If it were in front of me, I would probably just cut it apart, planning upon replacing the coil, spider and surround.
 
I used GC Chemicals Radio-TV Service Solvent to get the VC form off an old Wharfedale woofer. Did not soften the glue immediately but slow and steady won the race.
 
I hope you discover a reasonable way to do that.
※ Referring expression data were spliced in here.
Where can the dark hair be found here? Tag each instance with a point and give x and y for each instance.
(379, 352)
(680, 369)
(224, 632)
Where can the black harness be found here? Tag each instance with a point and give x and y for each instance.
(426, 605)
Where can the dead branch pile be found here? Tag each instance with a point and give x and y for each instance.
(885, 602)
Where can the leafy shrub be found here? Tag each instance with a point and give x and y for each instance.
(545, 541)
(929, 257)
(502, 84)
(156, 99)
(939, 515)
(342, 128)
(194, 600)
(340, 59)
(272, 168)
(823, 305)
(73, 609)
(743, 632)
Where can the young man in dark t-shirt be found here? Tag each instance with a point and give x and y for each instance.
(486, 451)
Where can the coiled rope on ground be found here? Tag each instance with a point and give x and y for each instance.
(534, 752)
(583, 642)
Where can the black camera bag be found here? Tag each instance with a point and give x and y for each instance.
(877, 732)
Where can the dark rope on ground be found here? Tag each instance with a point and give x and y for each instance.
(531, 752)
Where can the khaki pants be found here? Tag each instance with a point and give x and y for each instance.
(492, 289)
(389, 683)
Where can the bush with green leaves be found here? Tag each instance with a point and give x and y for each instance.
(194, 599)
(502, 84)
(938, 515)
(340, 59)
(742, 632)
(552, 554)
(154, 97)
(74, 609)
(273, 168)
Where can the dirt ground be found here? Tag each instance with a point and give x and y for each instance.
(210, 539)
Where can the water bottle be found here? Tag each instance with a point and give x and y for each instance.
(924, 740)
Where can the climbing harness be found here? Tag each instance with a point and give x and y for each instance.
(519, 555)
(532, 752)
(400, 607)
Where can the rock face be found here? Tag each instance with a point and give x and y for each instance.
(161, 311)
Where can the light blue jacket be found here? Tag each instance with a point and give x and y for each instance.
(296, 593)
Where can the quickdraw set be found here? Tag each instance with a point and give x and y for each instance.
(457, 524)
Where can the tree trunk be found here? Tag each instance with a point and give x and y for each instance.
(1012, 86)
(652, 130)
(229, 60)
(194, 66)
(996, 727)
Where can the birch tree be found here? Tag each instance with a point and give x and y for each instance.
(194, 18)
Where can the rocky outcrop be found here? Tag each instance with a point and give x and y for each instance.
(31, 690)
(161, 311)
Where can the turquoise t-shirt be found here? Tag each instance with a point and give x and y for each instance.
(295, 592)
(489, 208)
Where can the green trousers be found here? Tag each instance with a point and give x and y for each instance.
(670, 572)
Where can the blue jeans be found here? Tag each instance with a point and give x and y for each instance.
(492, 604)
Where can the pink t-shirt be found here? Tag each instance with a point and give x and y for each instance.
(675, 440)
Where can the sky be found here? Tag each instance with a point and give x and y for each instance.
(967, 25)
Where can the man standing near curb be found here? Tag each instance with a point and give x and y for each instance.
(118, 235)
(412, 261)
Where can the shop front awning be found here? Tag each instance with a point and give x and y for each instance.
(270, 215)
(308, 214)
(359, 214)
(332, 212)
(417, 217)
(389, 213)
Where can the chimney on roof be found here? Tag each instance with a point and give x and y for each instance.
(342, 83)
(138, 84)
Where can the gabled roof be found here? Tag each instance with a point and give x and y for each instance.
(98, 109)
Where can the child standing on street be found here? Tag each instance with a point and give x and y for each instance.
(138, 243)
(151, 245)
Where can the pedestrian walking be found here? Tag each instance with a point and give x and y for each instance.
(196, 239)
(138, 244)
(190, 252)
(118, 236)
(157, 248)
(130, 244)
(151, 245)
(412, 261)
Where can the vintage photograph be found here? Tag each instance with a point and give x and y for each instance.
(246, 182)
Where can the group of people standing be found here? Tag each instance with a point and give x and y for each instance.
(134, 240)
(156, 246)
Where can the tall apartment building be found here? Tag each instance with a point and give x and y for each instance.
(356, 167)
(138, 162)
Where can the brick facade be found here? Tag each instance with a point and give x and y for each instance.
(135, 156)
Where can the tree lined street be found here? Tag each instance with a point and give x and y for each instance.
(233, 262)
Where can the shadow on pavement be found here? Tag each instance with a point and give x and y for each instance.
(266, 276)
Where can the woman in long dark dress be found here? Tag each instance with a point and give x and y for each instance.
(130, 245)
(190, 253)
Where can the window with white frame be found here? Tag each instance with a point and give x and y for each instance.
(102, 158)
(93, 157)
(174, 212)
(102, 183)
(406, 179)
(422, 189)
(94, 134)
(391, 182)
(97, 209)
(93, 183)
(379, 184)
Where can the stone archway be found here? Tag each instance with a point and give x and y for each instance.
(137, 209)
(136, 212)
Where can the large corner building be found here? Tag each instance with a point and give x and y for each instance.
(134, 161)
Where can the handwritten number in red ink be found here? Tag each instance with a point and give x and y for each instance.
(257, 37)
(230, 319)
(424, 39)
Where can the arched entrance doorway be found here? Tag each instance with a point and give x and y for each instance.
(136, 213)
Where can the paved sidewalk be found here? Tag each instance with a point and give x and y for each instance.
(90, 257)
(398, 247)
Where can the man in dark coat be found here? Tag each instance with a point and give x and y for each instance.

I've wanted to do that a few times to save the cone and maybe even try to fix a voice coil wanting to keep things original.
 
If one doesn't mind destroying the voice coil, saving the cone usually isn't too difficult.
 
This should oughta break them cones loose for ya ...


or ...

If you carefully pry the seal away from the basket frame, won't the whole voice coil assembly pull right out?
 
Edited my first post, the spider glue easily cracked on the inside at the voice coil.
Got it out.
 
IME, a clunk at high excursion (OLA/SAL) is often due to the coil separating from the spider, excessive air leakage from the enclosure, or the suspension itself becoming weak.
 
Those SALs sound so good, it makes you just want more. 199 watts gets 'em sounding great. 200 watts kills them.:biggrin::biggrin:
 
LOL, I've done a lot with the Larges, have not listened to working Smalls in 30+ years.
 
Moving mass: cone + VC + all of foam, no spider weight = 62 grams
That is very high but it is what's required to get a low Fc in that small box.
 
That is a fair bit for a driver of that size.
Did ya' figure what ya' broke yet?

I've seen hard over-excursions knock a loop off the bottom off the coil, or crack/wrinkle the former.
 
Yes, the part of the VC former that extends toward the back, bent inward and hit
the pole piece.
I bent it outward toward the windings so that the extra fit in the gap, if it bottoms
it will just compress a bit more toward the windings. I've done this before and it
works very well.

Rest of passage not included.